Setting providers up for success takes practice, and practice is required for both successful direct and video laryngoscopy use. Practice should occur not just in sterile classroom situations, but in austere and atypical situations as well. First, ensure providers understand why and when to use video laryngoscopy.

Airway landmark identification

Take, for instance, an anaphylactic patient. Intramuscular epinephrine, nebulized albuterol, intravenous methylprednisolone, and other medication options haven’t led to any patient improvement, so now they’re deteriorating. As the patient’s wheezing worsens and stridor exacerbates, your level of concern for your patient’s airway control increases. So, you decide to intubate your patient.

Here’s a perfect example of where endotracheal intubation should be preferred over using a supraglottic airway (as there’s a risk of the airway physically closing off). Direct laryngoscopy can be successful, but excessive airway swelling may alter your landmark identification and result in a decreased Mallampati score.

You may reach for your bougie to try to blindly insert it into the trachea, but what if you reach resistance?

Video laryngoscopy plays a key role in this particular case. Even if airway swelling results in an altered view of the vocal cords, prior education and practice at recognizing the visible airway anatomy can help to guide you in the right direction. Having a better view that you (and your partner) can see will help to guide your stylet-loaded ET tube or bougie, toward the trachea.

With proper practice, a better view should result in increased intubation success.

Suctioning in conjunction with intubation

Here’s another example. It’s not always the meatball in the oropharynx that causes an airway obstruction. After all, the narrowest part of the adult airway is at the vocal cords. More often than not, it’s emesis, secretions or even blood that obstructs your view of the patient’s airway anatomy.

Excessive fluid can certainly complicate any intubation procedure and often requires an additional component: suction.
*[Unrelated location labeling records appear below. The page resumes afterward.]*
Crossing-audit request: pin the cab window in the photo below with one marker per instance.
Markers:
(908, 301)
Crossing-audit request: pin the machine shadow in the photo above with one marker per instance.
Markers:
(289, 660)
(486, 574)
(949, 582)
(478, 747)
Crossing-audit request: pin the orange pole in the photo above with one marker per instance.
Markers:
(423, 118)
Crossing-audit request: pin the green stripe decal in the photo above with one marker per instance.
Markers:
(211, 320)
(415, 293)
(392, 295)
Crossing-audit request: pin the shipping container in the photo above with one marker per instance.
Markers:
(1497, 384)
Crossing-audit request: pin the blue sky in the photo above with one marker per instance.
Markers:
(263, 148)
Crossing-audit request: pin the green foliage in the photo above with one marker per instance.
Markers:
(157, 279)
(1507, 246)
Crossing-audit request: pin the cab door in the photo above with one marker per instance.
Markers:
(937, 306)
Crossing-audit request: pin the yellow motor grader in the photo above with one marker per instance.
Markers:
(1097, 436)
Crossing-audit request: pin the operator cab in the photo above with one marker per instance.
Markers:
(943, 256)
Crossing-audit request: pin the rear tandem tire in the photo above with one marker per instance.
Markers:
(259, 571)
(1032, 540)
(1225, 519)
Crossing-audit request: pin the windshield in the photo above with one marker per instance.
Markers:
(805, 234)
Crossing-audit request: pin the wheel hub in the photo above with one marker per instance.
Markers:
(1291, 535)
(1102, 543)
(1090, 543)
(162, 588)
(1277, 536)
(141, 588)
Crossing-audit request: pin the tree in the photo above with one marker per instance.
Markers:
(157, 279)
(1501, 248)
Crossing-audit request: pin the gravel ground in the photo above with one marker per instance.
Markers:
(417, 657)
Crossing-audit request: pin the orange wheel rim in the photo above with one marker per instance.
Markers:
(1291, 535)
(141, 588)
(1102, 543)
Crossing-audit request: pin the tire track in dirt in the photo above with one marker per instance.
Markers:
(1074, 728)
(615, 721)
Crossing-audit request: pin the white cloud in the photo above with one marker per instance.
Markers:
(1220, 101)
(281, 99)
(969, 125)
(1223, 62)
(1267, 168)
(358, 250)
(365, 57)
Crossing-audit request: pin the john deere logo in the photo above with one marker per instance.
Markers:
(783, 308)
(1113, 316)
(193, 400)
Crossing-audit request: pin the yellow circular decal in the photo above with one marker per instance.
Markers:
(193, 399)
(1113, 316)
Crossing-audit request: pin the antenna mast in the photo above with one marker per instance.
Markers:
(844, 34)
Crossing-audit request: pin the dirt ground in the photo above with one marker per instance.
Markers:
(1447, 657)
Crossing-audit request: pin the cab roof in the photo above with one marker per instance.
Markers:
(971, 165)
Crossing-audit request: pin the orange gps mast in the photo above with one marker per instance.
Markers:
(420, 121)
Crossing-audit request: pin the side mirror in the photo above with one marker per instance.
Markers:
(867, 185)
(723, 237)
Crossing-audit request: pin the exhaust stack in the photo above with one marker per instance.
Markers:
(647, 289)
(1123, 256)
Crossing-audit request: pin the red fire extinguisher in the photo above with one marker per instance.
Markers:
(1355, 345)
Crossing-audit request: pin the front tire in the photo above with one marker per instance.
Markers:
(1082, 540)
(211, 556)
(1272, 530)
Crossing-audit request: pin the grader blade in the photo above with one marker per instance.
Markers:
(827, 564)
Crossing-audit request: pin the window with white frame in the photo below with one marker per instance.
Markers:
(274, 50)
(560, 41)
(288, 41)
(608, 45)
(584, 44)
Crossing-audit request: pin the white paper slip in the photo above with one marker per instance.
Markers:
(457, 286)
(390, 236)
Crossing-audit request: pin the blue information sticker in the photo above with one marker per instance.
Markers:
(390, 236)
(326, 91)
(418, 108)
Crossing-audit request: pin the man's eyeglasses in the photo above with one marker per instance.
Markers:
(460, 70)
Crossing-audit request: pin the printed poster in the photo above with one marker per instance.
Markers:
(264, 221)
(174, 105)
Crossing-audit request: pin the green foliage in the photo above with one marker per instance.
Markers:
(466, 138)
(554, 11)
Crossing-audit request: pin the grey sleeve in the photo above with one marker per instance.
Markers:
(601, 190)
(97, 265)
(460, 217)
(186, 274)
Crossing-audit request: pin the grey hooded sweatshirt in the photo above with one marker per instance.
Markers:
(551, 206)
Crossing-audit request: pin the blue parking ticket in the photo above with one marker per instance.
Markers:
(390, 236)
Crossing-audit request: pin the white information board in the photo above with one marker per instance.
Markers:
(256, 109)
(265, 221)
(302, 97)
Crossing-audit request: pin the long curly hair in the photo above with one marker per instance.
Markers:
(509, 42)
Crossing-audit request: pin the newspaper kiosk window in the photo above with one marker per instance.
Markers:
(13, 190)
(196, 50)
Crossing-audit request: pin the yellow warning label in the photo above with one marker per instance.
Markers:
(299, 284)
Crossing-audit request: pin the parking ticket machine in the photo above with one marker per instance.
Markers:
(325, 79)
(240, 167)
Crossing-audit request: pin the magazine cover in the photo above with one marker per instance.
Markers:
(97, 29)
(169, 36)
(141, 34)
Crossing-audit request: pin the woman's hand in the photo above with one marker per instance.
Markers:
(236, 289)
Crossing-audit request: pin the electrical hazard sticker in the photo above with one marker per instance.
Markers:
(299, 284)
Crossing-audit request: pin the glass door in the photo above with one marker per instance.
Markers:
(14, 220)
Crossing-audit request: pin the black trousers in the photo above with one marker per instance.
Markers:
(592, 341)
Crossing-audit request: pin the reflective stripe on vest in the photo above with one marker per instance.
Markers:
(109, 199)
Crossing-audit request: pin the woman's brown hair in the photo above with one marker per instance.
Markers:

While mechanical or automatic/vacuum suction may help to clear the path, you still need to rely on what you can actually see in order to secure your airway. If you constantly have to suction secretions from the airway, then your efforts toward securing that airway seem to be put aside.

Secretions present as complications. Clear or frothy secretions present as one set of complications, while opaque or thick emesis or blood present as an entirely different set.

Having a video view of the airway can ease your suction stress because you’re now able to utilize two sets of hands to visualize the same airway structures. One provider can focus on intubation, while the other can maneuver the suction catheter, as both get the full view of the oropharynx. Video laryngoscopy allows for suctioning to be utilized in conjunction with intubation; not in competition with it.

Establishing a comfort zone, finding landmarks

Taking a step back, laryngoscopy requires a fairly in-depth knowledge of the upper airway anatomy. The more that providers see “normal” airway structures through the eyes of video laryngoscopy, the more they’re able to recognize – and mitigate – situations where their patient presents as anything but normal.

Utilizing high-fidelity mannequins, watching intubation videos and recordings of video laryngoscopy, and simply practicing often are great opportunities to learn how to master this skill.

Start out with sterile conditions:

  • A well-lit room.
  • Proper patient positioning.
  • No time restraints.
  • With experienced users available to guide the learning process.

This will help to build not only recognition and experience, but also confidence and comfort.

Once basic skills mastery (and understanding) can be obtained, then providers can advance on to atypical and challenging conditions.


  1. Practice before patient use.
  2. Practice in sterile conditions before austere conditions.
  3. Practice often (even at the beginning of each shift).

Master the use of both direct and video laryngoscopy and understand their strengths … then choose your tool wisely.